According to Iran’s constitution, the government has a duty to present all “international treaties, contracts and agreements” to parliament for final approval. After being voted on and confirmed by the Guardian Council, international documents may go into effect.
However, since the nuclear negotiations first began in 2003 under Reformist President Mohammad Khatami, the SNSC has assumed this responsibility.
The SNSC’s task is to determine the country’s security and defense policies within a framework defined by Khamenei. Its decisions only go into effect once the leader approves them. Organizationally, the SNSC’s head is the president, while other key members include the speaker of parliament, the head of the judiciary, commanders of both the regular forces and the Islamic Revolutionary Guards Corps (IRGC), as well as the ministers of interior, foreign affairs and intelligence. Additionally, Khamenei appoints two representatives, one of which is usually elected as the SNSC’s secretary.
The Principlists opposed to the Rouhani administration — and who are critical of the nuclear negotiations — believe that the government should present the JCPOA to parliament to give lawmakers the chance to amend it. However, government spokesman Mohammad Bagher Nobakht said last week that “parliament is not meant to vote on this agreement.” According to Nobakht, the SNSC should review the JCPOA and it has already begun doing so.
Alijani said a previous parliamentary bill has in practice cut off lawmakers’ power to make decisions or influence the JCPOA.

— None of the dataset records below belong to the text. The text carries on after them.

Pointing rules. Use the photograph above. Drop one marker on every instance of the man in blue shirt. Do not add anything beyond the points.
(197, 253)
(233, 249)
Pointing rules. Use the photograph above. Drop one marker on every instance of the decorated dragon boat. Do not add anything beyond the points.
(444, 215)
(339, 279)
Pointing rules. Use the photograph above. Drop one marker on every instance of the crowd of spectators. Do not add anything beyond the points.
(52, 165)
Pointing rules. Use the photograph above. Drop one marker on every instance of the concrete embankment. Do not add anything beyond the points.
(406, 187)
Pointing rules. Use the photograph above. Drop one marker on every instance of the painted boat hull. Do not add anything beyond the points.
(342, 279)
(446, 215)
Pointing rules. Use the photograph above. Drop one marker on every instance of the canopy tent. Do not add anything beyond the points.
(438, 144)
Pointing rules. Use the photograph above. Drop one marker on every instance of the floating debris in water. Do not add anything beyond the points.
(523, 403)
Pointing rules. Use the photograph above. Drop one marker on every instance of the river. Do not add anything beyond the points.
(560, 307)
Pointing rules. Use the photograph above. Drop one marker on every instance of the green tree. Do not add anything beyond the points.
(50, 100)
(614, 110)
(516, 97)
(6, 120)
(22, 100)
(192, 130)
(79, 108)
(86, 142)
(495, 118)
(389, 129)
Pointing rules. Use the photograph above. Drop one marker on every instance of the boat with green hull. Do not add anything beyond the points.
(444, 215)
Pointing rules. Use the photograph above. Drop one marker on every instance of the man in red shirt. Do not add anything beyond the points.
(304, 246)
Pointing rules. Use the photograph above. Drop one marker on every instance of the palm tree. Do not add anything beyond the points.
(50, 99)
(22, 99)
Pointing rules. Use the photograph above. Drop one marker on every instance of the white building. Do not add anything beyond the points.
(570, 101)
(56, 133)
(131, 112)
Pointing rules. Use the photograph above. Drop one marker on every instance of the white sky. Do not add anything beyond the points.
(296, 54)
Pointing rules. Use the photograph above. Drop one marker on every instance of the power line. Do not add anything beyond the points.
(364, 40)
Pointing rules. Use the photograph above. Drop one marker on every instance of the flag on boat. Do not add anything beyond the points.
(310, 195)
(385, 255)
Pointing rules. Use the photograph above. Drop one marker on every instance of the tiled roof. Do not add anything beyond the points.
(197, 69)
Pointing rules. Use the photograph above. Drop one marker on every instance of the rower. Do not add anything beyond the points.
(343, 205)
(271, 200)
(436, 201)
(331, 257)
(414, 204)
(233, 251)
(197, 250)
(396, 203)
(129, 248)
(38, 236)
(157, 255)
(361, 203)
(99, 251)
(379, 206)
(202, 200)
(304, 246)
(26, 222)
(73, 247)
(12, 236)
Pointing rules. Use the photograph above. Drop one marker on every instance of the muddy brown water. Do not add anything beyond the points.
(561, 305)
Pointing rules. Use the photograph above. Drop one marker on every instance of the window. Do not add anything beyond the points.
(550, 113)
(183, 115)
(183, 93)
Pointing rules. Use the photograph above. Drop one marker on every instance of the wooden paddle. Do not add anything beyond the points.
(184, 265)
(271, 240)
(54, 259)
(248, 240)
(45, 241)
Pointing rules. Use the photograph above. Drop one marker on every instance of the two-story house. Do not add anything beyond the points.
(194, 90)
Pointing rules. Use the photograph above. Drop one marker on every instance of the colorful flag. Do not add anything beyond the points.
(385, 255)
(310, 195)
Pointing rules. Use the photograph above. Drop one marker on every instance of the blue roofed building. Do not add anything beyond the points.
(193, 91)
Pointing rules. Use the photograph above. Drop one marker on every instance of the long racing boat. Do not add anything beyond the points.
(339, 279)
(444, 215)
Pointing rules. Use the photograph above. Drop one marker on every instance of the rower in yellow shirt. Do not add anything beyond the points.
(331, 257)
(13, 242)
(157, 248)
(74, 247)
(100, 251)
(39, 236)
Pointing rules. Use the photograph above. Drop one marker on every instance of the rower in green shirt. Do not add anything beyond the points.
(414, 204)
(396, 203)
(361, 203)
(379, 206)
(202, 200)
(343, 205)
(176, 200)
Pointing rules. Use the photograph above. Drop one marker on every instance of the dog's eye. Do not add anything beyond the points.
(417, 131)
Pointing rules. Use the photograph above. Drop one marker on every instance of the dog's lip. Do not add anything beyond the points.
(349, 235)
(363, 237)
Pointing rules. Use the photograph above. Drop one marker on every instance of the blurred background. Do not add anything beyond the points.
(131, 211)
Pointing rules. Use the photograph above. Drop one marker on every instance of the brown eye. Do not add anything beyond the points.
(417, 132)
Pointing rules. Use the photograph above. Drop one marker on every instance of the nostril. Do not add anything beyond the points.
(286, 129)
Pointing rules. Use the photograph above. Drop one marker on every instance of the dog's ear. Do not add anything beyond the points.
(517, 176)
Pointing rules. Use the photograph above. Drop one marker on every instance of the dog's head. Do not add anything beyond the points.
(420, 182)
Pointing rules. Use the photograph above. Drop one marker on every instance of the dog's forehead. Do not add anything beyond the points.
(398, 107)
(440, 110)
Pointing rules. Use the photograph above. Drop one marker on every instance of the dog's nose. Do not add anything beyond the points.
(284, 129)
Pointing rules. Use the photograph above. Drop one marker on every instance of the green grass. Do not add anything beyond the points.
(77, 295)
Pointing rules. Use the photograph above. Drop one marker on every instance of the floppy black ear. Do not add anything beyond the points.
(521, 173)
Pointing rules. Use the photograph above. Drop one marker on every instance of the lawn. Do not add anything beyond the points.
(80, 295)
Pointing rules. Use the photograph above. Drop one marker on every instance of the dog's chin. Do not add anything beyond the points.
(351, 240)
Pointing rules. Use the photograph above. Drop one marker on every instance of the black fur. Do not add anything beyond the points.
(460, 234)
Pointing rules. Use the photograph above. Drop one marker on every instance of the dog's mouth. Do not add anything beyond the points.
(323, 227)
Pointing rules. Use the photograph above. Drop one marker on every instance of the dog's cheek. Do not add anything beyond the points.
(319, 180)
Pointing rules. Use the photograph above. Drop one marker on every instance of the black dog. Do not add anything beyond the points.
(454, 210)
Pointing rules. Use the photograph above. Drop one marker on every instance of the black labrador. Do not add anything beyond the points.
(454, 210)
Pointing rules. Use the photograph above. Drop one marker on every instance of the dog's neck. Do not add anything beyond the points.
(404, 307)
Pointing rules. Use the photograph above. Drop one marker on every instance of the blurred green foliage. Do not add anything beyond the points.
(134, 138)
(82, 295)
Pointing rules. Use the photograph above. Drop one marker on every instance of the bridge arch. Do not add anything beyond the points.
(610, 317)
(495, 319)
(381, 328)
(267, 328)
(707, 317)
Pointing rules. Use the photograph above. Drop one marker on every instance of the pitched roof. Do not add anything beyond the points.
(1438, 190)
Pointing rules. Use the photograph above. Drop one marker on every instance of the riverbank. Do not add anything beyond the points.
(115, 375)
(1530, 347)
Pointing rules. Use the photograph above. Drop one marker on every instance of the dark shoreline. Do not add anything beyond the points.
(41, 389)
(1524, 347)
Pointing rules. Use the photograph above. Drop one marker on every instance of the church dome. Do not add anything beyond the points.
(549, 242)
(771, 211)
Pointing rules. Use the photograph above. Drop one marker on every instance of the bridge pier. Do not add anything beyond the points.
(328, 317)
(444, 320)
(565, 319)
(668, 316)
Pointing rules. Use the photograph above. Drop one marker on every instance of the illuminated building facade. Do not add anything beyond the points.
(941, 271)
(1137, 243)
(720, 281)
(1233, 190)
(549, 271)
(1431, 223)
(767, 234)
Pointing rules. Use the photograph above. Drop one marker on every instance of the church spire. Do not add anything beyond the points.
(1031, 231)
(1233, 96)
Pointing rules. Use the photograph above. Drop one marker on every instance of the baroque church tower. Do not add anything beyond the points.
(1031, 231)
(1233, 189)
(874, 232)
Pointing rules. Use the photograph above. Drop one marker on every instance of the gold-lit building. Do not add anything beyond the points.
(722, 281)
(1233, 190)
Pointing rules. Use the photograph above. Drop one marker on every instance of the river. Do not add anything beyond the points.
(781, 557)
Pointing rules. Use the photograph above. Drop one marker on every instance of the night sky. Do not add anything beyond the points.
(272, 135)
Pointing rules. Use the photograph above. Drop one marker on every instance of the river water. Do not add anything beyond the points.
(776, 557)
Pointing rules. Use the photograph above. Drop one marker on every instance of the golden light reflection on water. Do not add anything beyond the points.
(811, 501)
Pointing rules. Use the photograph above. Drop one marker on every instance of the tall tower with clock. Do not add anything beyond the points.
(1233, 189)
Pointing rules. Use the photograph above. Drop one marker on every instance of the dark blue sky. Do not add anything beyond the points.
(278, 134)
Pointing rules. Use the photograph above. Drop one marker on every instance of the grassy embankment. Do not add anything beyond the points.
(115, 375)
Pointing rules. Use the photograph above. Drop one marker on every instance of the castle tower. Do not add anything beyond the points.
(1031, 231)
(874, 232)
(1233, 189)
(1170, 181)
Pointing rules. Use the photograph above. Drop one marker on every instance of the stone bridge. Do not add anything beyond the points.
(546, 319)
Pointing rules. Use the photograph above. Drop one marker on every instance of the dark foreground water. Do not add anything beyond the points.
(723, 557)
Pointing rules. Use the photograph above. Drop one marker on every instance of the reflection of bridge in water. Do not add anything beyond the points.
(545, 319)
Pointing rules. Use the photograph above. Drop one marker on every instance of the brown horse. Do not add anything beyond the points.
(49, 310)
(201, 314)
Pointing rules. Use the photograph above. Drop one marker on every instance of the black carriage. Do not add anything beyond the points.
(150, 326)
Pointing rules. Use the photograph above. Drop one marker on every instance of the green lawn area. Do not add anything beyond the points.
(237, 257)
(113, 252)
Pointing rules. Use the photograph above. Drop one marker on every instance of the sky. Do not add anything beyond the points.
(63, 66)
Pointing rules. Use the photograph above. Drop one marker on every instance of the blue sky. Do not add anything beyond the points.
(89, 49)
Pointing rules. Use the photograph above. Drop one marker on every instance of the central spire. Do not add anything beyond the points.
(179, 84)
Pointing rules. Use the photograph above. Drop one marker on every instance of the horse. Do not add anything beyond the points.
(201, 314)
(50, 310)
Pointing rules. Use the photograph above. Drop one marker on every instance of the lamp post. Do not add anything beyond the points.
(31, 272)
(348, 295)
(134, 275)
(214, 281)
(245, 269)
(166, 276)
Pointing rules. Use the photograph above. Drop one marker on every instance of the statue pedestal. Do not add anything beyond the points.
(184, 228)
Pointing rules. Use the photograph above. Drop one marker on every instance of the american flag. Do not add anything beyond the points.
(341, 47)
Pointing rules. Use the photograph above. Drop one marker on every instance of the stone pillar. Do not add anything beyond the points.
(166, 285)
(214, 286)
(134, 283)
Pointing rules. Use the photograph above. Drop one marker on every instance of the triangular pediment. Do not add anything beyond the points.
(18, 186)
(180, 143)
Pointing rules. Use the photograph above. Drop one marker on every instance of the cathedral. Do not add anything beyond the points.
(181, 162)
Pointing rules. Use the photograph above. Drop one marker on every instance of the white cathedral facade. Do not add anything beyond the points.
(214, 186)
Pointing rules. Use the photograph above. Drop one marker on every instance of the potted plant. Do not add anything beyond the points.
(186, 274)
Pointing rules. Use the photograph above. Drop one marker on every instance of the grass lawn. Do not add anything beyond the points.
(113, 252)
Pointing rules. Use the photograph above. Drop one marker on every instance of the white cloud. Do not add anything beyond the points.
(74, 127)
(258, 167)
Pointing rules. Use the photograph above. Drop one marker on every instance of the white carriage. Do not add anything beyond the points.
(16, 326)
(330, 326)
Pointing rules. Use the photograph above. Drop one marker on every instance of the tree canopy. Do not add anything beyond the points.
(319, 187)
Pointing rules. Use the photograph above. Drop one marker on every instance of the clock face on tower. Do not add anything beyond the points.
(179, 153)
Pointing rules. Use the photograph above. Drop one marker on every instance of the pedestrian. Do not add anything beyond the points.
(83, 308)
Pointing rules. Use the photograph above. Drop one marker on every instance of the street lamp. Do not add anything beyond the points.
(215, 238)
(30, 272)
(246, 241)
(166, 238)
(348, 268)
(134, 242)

SNSC Secretary Ali Shamkhani, a former defense minister seen as close to Rouhani, has confirmed Nobakht’s statement and said July 30 that the nuclear file “is related to national security” and therefore has been on the SNSC’s agenda “from the beginning” and will continue to be so in the future.
The matter of the SNSC being put in charge of reviewing the JCPOA has support among some influential lawmakers. Among them is the speaker, Ali Larijani. When ratifying the aforementioned bill, titled “The necessity of the government to protect the country’s nuclear achievements,” which obliges the administration to present reports of the negotiations to parliament, Larijani objected to some initial elements of the bill and argued that some matters lie within the SNSC’s responsibilities. Ultimately, amendments were made to the bill, which, according to Larijani, took into account the considerations of Khamenei and the SNSC.
Indeed, last week, in connection with a meeting with the visiting EU high representative for foreign affairs and security policy, who is formally charged with convening the nuclear negotiations, Larijani told reporters that it is possible that parliament will abstain from giving an opinion on the JCPOA, just as it did in the case of UN Security Council Resolution 598, which helped end Iran’s 1980-1988 war with Iraq.
Of note, the SNSC did not exist at that time. However, negotiations and decisions regarding Resolution 598 were not made by parliament, but by the heads of the three branches of government. Interestingly, UN Security Council Resolution 2231, which contains language on the removal of nuclear-related sanctions against Iran, was adopted on the anniversary of the adoption of Resolution 598.
Unlike the SNSC, whose members are relatively in favor of the government, the parliament has many critics who may seek amendments to the JCPOA if lawmakers are granted review powers. Indeed, Principlists believe that in the process of reaching this agreement, at least 19 red lines previously defined by Khamenei were crossed. However, if the JCPOA is to be put to a vote before lawmakers, it will ultimately need the approval of the Guardian Council, an organization where the balance is more in favor of hard-liners. Some members of the Guardian Council were supporters of then-President Mahmoud Ahmadinejad in the disputed 2009 presidential vote.
Despite the many and heated debates about who will ultimately get to review and ratify the JCPOA, the one thing that really matters is Khamenei’s stance. Until he clarifies it in public, debate will likely continue.